3. Leverage Your ERP

Your ERP is the heartbeat of your business. It houses all your business-critical data. It stores and tracks your information on your B2B customers. So why would it not drive the data included in your eCommerce platform?

With ERP integration, you can display customer-specific information and provide visibility into their entire transaction history. Likewise, you can display real-time information on inventory to ensure your eCommerce site doesn't become a bottleneck for your fulfillment team by generating a stockpile of backorders. 

Also, the goal of any eCommerce site is to increase (or streamline) your sales volume - but without integration all of those orders you generate must be manually rekeyed by your internal staff. Talk about an unnecessary pain!

4. Focus on Adoption

The classic movie Field of Dreams delivered us the quote "if you build it, they will come", but sadly this doesn't always apply in eCommerce.

82% of B2B buyers want the same experience when making business purchases as they have in their personal life, making it clear that B2B buyers want a B2C experience.

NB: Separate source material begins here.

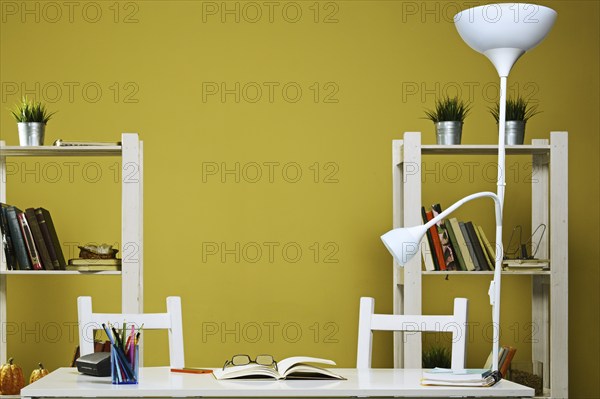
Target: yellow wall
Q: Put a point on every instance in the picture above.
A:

And with the COVID-19 pandemic further driving consumer behavior online, this is only becoming more prevalent. 

So when evaluating your eCommerce strategy you must focus on adoption, and by following the steps outlined above you drastically increase the likelihood of adoption. Your eCommerce solution should provide an experience focused on both winning new business, and better servicing your existing customer base. 

Over the years we've learned that if you build it the right way, they will most certainly come.